With this, Alexander looked to me, as if to applaud the superior merit of his argument, but I thought Philip had the right of it. That’s why I said, “We know Burr. He isn’t the sort of cold-blooded man who would murder his political enemies.”
Oh, how it chills me now to remember the way Alexander replied, “He is precisely that cold-blooded.”
Part Four
The War for History
Chapter Thirty-Two
Spring 1801
Harlem
IN A LITTLE rowboat upon the Hudson, the rising tide pushed us away from our old life toward the site of our new home, our place of respite, and of our exile . . .
For Jefferson was the president. And there was nothing to do but survive the outcome.
Alexander was never able to convince me, Philip, or his Federalist Party that Jefferson was for the best—but he’d managed to convince a single elector from Delaware to switch his vote, and that had been enough.
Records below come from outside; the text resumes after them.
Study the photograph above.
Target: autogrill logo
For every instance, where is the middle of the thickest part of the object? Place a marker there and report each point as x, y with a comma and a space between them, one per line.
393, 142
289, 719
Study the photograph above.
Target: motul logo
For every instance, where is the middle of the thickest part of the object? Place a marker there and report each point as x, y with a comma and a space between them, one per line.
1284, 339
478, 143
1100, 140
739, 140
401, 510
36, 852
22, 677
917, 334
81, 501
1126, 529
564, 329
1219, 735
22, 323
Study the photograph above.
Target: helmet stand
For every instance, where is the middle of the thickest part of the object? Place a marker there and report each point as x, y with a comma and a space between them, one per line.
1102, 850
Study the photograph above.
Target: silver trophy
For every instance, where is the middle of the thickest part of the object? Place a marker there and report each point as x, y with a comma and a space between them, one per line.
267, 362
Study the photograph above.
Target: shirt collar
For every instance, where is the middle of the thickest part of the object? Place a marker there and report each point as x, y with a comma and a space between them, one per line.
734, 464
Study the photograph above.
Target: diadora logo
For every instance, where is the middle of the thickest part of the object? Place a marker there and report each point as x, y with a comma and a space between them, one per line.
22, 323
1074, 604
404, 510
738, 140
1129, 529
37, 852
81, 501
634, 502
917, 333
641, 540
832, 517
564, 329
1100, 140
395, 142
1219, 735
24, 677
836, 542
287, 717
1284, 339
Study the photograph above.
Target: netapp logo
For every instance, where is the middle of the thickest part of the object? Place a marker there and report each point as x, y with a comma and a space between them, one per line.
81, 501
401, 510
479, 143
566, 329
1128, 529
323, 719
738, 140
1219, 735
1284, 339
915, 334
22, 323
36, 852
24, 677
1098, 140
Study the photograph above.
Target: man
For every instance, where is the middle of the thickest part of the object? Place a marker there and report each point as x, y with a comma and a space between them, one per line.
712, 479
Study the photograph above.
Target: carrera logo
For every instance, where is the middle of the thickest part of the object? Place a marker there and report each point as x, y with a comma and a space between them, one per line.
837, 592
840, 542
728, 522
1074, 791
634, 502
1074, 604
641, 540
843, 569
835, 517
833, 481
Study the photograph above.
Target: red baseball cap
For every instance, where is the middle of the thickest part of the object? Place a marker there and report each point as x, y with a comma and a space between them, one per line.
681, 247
I could only hope his gamble paid off—especially since Martha Washington called Jefferson’s election “the greatest misfortune our nation has ever experienced.”
But since my husband had helped him win the election, we were cautiously optimistic that Jefferson would not seek reprisals against us for my husband’s long and vociferous political opposition.
“There it is,” Alexander said as he rowed us to shore, his eyes shielded from the sun by a straw hat that looked nearly comical atop his general’s head. He nodded at a bucolic spot on a forested hilltop. I looked up, a glint of sunlight off the dark green water momentarily blinding me, then I saw it.
Our new home upon this river along which I’d lived so much of my life. But unlike the Pastures or the little house at De Peyster’s Point or our rented town houses, this home was ours.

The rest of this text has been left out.